Anthropic uncertainty in the Evidential Blackmail

I’m currently writing a piece on anthropic uncertainty in Newcomb problems. The idea is that whenever someone simulates us to predict our actions, this leads us to have anthropic uncertainty about whether we’re in this simulation or not. (If we knew whether we were in the real world or in the simulation, then the simulation wouldn’t fulfill its purpose anymore.) This kind of reasoning changes quite a lot about the answers that decision theories give in predictive dilemmas. It makes their reasoning “more updateless”, since they reason from a more impartial stance: a stance from which they don’t know their exact position in the thought experiment, yet.

This topic isn’t new, but it hasn’t been discussed in-depth before. As far as I am aware, it has been brought up on LessWrong by gRR and in two blog posts by Stuart Armstrong. Outside LessWrong, there is a post by Scott Aaronson, and one by Andrew Critch. The idea is also mentioned in passing by Neal (2006, p. 13). Are there any other sources and discussions of it that I have overlooked?

In this post, I examine what the assumption that predictions or simulations lead to anthropic uncertainty implies for the Evidential Blackmail (also XOR Blackmail), a problem which is often presented as a counter-example to evidential decision theory (EDT) (Cf. Soares & Fallenstein, 2015, p. 5; Soares & Levinstein, 2017, pp. 3–4). A similar problem has been introduced as “Yankees vs. Red Sox” by Arntzenius (2008), and discussed by Ahmed and Price (2012). I would be very grateful for any kind of feedback on my post.

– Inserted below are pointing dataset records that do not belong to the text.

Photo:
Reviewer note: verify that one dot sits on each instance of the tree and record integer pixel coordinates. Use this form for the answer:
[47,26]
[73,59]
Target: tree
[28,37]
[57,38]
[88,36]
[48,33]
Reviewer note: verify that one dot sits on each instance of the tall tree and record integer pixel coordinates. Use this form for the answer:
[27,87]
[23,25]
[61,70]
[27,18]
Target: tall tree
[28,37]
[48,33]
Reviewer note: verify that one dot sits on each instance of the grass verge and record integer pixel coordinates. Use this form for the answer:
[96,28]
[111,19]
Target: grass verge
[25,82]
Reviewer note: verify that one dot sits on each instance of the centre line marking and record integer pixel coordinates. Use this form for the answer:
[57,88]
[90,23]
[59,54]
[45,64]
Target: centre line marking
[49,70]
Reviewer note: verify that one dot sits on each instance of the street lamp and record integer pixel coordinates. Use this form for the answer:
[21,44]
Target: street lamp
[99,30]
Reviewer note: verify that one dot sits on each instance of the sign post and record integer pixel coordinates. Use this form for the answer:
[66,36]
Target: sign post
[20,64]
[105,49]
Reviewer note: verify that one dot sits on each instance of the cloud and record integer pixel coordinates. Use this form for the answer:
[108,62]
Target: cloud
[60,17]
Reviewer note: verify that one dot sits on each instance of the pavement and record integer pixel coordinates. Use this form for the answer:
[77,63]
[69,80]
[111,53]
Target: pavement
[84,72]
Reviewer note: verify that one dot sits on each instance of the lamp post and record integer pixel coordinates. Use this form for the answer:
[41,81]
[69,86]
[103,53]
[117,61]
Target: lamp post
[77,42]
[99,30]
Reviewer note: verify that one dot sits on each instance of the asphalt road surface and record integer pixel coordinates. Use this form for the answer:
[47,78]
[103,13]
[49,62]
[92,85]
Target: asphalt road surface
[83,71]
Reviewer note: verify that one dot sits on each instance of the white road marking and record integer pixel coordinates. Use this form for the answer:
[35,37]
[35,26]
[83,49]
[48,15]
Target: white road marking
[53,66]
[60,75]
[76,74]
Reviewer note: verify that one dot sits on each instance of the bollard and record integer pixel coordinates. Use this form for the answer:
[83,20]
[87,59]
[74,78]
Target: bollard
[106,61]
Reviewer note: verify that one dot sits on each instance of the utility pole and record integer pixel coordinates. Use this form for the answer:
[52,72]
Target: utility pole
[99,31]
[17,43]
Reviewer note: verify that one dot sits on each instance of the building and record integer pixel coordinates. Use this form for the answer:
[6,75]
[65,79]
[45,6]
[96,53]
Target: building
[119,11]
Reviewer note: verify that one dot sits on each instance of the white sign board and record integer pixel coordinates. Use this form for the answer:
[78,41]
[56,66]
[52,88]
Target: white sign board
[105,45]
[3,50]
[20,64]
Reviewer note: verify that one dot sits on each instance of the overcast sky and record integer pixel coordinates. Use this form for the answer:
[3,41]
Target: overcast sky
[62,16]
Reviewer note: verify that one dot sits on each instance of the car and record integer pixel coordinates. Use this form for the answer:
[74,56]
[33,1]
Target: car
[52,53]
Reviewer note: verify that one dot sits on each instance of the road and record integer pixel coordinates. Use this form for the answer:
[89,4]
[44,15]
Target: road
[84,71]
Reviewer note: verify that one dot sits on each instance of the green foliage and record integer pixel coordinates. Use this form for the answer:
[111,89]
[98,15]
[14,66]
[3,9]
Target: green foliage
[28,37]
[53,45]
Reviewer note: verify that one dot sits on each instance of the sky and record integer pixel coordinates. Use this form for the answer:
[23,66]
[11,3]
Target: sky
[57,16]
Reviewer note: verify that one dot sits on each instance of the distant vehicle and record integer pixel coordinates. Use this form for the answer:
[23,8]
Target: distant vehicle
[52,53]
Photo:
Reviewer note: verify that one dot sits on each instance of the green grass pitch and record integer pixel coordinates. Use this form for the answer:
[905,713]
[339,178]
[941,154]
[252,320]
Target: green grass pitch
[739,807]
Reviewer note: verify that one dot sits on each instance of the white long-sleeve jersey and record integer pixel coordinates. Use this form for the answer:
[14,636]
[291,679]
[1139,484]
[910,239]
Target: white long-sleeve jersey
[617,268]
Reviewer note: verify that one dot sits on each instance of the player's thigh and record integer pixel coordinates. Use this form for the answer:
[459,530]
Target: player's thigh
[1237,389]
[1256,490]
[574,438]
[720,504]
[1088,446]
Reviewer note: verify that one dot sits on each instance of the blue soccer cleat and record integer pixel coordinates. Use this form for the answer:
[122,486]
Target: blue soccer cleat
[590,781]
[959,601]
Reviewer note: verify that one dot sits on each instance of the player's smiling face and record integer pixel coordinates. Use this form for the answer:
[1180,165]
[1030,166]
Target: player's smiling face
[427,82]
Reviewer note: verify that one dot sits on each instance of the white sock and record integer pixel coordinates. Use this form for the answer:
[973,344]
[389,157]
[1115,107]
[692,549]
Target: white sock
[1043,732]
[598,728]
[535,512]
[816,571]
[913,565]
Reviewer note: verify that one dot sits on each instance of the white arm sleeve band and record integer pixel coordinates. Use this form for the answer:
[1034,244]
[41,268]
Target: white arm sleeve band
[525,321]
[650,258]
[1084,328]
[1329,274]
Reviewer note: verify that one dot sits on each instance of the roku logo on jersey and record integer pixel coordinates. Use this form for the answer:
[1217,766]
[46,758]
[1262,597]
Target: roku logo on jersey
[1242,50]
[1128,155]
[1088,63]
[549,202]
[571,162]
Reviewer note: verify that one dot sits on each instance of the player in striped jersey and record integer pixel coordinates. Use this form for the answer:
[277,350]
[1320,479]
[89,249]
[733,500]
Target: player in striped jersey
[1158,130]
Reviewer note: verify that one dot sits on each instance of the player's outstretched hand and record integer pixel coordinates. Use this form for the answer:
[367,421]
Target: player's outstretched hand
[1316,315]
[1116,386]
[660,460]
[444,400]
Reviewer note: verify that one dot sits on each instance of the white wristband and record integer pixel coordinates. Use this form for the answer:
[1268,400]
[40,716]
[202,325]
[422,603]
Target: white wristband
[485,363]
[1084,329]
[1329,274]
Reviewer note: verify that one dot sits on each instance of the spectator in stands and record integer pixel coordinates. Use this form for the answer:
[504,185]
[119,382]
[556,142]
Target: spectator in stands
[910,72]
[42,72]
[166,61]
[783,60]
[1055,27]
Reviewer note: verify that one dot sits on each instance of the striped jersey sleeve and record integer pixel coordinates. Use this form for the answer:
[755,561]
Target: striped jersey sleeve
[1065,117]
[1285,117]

We could formalize the blackmailer’s procedure in the Evidential Blackmail something like this:

def blackmailer(): your_action = your_policy(receive_letter) if predict_stock() == “retain” and your_action == “pay”: return “letter” elif predict_stock() == “fall” and your_action == “not pay”: return “letter” else return “no letter”

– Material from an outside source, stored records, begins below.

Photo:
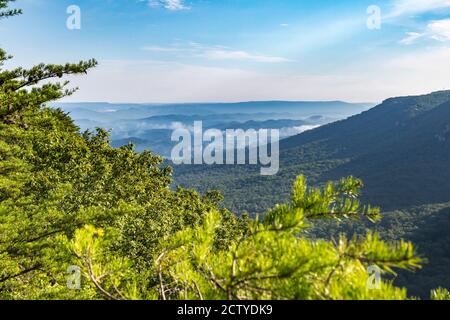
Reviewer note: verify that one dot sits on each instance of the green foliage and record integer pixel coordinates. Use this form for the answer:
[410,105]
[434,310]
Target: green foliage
[71,200]
[269,261]
[5,12]
[440,294]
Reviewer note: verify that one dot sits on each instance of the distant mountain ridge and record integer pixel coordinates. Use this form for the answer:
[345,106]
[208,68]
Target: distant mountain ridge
[400,149]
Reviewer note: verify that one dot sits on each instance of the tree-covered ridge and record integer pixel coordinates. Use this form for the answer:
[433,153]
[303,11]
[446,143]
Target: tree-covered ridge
[70,200]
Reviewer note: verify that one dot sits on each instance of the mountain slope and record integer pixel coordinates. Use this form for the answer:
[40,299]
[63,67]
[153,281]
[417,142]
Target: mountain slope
[399,148]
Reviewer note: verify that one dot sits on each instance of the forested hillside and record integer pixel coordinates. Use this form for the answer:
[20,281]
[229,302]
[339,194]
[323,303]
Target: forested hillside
[80,219]
[400,149]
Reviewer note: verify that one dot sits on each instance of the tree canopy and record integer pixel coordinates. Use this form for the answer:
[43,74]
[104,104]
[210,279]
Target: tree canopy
[69,201]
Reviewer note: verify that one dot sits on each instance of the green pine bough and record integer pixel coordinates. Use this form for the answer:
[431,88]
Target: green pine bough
[82,220]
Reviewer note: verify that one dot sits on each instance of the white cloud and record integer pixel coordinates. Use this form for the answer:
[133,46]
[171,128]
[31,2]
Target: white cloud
[438,30]
[222,54]
[411,37]
[173,5]
[411,7]
[153,81]
[197,50]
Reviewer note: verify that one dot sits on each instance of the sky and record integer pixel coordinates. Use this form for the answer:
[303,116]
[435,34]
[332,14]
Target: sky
[239,50]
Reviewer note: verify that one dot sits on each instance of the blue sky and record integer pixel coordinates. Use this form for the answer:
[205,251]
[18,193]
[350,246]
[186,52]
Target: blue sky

Let p denote the probability P(retain) with which our stock retains its value a. The blackmailer asks us for an amount of money b, where 0<b<a. The ex ante expected utilities are now:

EU(pay) = P(letter|pay) * (a – b) + P(no letter & retain|pay) * a = p (a – b),

EU(not pay) = P(no letter & retain|not pay) * a = p a.

According to the problem description, P(no letter & retain|pay) is 0, and P(no letter & retain|not pay) is p.¹ As long as we don’t know whether a letter has been sent or not (even if it might already be on its way to us), committing to not paying gives us only information about whether the letter has been sent, not about our stock, so we should commit not to pay.

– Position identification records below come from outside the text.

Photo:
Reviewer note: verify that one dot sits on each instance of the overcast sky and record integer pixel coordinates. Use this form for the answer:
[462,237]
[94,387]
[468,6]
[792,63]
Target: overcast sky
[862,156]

Now for the situation in which we have already received the letter. (All of the following probabilities will be conditioned on “letter”.) We don’t know whether we’re in the simulation or not. But what we do if we’re in the simulation can actually change our probability that we’re in the simulation in the first place. Note that the blackmailer has to simulate us one time in any case, regardless of whether our stock goes down or not. So if we are in the simulation and we receive the letter, P(retain|pay) is still equal to P(retain|not pay): neither paying nor not paying gives us any evidence about whether our stock retains its value or not, conditional on being in the simulation. But if we are in the simulation, we can influence whether the blackmailer sends us a letter in the real world. In the simulation, our action decides over whether we receive the letter in the cases where we keep our money, or whether we receive the letter when we lose.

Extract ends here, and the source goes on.